I would like to nominate this for the **2003 Lebon Award ™ . **
Lebon Award would be **Nobel ** backwards. Nobel awards are for people(s) advancing the human race, Lebon Awards are for those who are trying to desperately set humanity back through their uneducated, poorly -if-at all- researched diatribe, fear and ignorance mongerers and general hatred towards humankind.
Please submit your found entries and catagory they should be entered in.
With the exception of Rael, who I don’t think anyone would deny is a nutjob, the other ones seen to lack one specific requirement for this award - they’re not religious. I won’t deny some of them are, well, “special”, but notwithstanding your attempts at balance, I’m not sure if they really fit in here.
To hijack, (perhaps we should start another thread), but what is wrong with Daniel Dennet? I read his stuff and Richard Dawkins’s stuff on the whole “bright” thing. It seems as though atheists do have quite the image problem in the US today. From a Slate article:
If the whole “bright” thing can change this even to a small extent, I’m all in favor. I don’t think Daniel Dennet is out of line or a “nutjob” for wanting to do a little image adjustment. The US was founded on a freedom of religion – and part of that has always been taken as a freedom from religion.
He wasn’t discriminated against. He was asked to do the same thing everyone else was asked to do: show respect for the various American Indian cultures, in which religious faith is deeply rooted.
As for the others, Sherman is paranoid about age-old folk songs and African American music that mentions God, as though the mere mention of the concept “God” is prohibited. Plus, he thinks that someone who sings “Hashivenu” believes she is God.
Millar is trying to summon the authorities to impose discrimination against a religious belief while at the same time saying that authorities ought not to discriminate against religious beliefs.
Spitzer is cooking data, and advocating a position that could hurt the progress of gay and lesbian people in society who are just beginning to get a taste of acceptance.
I included Dennet because of his flippant and stupid remark about gays “hijacking” a word. Seldom is the term “hijack” (or any term based on a criminal act) not pejorative.
I think they all qualify for Lebons, so long as we are not discriminating on the basis of religion.
I have no problem with atheists trying to find a label that will help them project a more favorable image to the rest of the world. But somehow I doubt this is it. By calling themselves “brights,” they are implicitly saying all religious believers are “not-bright.” Which to me sounds like a very not-bright PR move on the part of atheists.
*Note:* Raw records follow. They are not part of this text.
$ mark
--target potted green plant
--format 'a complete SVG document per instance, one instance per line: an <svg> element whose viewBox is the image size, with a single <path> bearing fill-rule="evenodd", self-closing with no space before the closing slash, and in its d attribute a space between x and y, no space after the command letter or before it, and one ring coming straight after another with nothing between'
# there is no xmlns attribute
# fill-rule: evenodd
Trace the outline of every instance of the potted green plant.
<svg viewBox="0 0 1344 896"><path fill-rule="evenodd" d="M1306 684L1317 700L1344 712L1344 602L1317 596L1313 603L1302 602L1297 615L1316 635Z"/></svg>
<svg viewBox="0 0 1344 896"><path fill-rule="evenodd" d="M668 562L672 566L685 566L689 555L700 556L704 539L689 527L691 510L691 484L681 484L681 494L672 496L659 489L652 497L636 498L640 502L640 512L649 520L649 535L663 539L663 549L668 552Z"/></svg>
Putting aside the question of whether atheists actually are smarter than their theistic counterparts, it’s generally a bad idea from a PR point of view to insult those among whom you’re trying to soften your image.
D’oh! Sorry. I am unfortunately supremely ignorant about British culture, even though I love the British royalty. One example: I was recently corrected in a GQ thread when I mistakenly assumed that a Duke could give orders to an Earl.
Nobody claims that straight people are more glum or less joyful than gays. Bright is just a term, used as a means of identification, that he hopes makes it easier for one to identify with a group. Pride follows identification, as he says happened in the gay community. He hopes that a similar PR move will follow for the bright community.
Ya know, “bright” wouldn’t have been my first choice. I think it opens the door for a bunch of easy criticism and is based on Dennet’s (and others’) preconception of those who hold naturalistic beliefs. But it does make sense. For starters, much like the word gay, the word “bright” is linguistically redundant – “bright” can easily be replaced by “smart” or “sharp” or “strong” (when referring to light), like the word “gay.” Second, it is sufficiently ambiguous to be defended against most criticsm – they can say that they just were intending to portray naturalism as shedding a “bright light” on the world or whatever. Or that “bright” has no connection with intelligence. Lastly, it has no inherent derogatory overtones – it is sort of a blank slate of a word.